How to Learn a Language the Lazy Way
Learning a language is tricky because you always end up thinking there is one special trick you have to do, study grammar points for six hours a day and vocabulary for ten, then spend the next eight hours on speaking practice. A surefire way to learn, all you have to do is: give up on everything else in your life.
That’s not fun. And if you’re a lazy guy like me, it’s not going to work.
Language learning is first and foremost about understanding and engaging with a language. You can study grammar points and vocabulary all day and still struggle when someone finally comes up to and asks ‘Posso pegar essa cadeira?” You’re at a loss even though you’ve spent the last 5000 hours of your life studying a language.
Put your brain on stand-by mode
How about you watch Netflix for a bit? Turn off everything related to your native language and what a show completely in your target language, with subtitles in your target language too. Give up on understanding things 100% all the time. Lower your standards, try to see if 40% understanding is enough for you to get the big picture.
I’m not the first person to say how much more fun it is to binge-watch Terrace House then to read that same stilted textbook conversation practice for the ninth time. I honestly try to fit time in my schedule to find a good show in Japanese, just to stay on point even if I’m not going hard on my study habits.
Listen to your favorite Haitian rap when you’re trying to learn French, or maybe Zaz so she can help you Oublie Loulou. Don’t focus on active learning all the time.
You don’t always think about everything you say. You have canned responses for greetings, you say bless you when you hear a sneeze and you always forget to say thank you when someone gives you a gift. These things come naturally.
Let go of what you think your target language should sound like and focus on listening. Take in information, and put yourself in situations where you have something that you can respond to. Find a pen pal and just ask them about their day and if they like that show you just finished watching, start a conversation that you can listen to for practice but also for fun.
Have a drink and stop being right all the time, stop worrying about making mistakes and start making mistakes.

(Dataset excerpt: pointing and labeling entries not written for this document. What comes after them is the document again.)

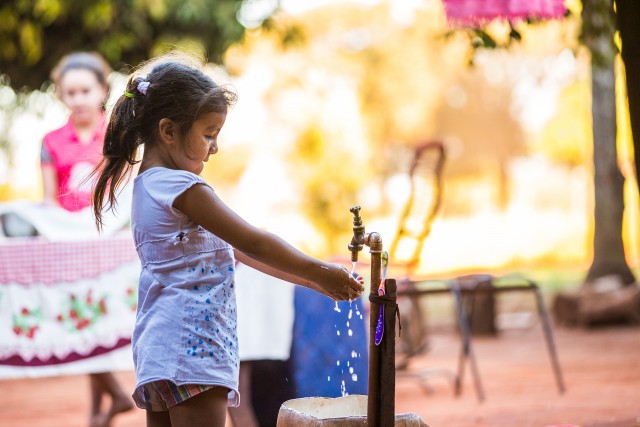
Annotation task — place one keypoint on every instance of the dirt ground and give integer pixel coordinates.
(601, 371)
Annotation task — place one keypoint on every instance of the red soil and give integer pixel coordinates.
(601, 370)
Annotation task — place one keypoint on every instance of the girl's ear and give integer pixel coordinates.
(167, 131)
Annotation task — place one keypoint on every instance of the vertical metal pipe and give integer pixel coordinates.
(374, 241)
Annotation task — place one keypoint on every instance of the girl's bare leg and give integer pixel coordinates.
(207, 409)
(106, 382)
(158, 419)
(96, 398)
(243, 415)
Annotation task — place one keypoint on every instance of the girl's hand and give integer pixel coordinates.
(341, 285)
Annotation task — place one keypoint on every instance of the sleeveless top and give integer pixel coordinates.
(186, 324)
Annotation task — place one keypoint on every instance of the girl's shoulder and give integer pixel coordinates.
(162, 174)
(166, 184)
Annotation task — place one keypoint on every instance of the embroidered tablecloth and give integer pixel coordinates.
(67, 307)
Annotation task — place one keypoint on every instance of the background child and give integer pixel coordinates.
(185, 342)
(68, 156)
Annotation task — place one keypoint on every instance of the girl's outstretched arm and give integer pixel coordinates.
(204, 207)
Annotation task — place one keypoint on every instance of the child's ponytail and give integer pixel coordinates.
(121, 143)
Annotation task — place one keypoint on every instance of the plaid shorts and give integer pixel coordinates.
(159, 396)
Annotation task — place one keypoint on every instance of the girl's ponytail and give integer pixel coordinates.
(120, 149)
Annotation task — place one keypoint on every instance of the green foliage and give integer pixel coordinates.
(329, 175)
(35, 34)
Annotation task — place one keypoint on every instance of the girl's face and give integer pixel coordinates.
(83, 94)
(201, 142)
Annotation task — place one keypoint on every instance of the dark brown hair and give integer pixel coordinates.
(175, 88)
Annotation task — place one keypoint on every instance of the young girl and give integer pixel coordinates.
(185, 347)
(68, 156)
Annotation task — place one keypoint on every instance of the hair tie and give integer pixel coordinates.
(142, 87)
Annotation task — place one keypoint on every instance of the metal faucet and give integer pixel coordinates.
(357, 241)
(376, 371)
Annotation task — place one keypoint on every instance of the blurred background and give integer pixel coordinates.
(334, 96)
(497, 137)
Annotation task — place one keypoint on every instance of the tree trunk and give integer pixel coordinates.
(628, 17)
(608, 249)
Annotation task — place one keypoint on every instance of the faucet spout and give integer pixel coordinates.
(357, 241)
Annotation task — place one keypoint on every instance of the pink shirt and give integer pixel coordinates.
(74, 162)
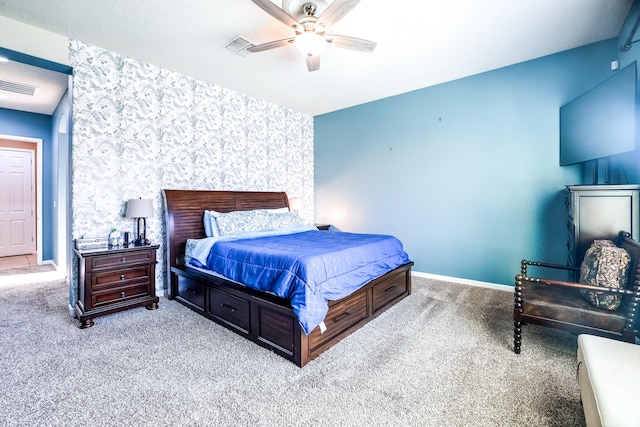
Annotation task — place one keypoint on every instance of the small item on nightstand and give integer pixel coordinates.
(115, 238)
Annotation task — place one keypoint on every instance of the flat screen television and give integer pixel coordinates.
(601, 122)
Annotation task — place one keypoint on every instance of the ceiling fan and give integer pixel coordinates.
(309, 20)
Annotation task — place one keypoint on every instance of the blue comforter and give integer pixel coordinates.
(308, 268)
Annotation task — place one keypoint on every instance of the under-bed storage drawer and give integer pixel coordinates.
(387, 291)
(232, 310)
(191, 291)
(341, 315)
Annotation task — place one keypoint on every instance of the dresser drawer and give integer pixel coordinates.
(341, 316)
(387, 291)
(121, 260)
(116, 295)
(121, 277)
(191, 291)
(229, 308)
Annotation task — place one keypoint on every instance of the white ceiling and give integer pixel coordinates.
(420, 43)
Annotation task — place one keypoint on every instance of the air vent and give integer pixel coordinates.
(17, 88)
(239, 46)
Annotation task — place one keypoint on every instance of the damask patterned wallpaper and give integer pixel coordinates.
(138, 128)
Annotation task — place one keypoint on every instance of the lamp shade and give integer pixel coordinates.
(139, 208)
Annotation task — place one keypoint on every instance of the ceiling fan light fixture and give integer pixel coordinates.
(310, 43)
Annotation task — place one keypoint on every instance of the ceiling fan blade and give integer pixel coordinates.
(270, 45)
(313, 62)
(335, 12)
(353, 43)
(277, 12)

Active learning is reinforcement
Maybe you’ve been hearing your Japanese friends say ichiou all the time and you’re curious about what it means. Maybe you’re curious about why that cute person freaked out when you said something you thought would be completely normal. Maybe you just really want to read Nikolai Gogol in the original Russian, and you’re curious what the name Akaky Akakievich really means because it sounds kinda like it might be a joke.
The goal of language is to communicate, to understand and to make yourself understood. Grammar, vocabulary — these are tools that help get the point across, but the real progress will come when you spend time trying to engage in a conversation, to capture the essence of what is being said and respond appropriately or to make yourself understood.
Learning a language by using it may not give the fastest results in the first month, but after six months you’ll feel more natural speaking your target language, compared to if you had just spent the entire time running grammar drills and practicing stilted scripts.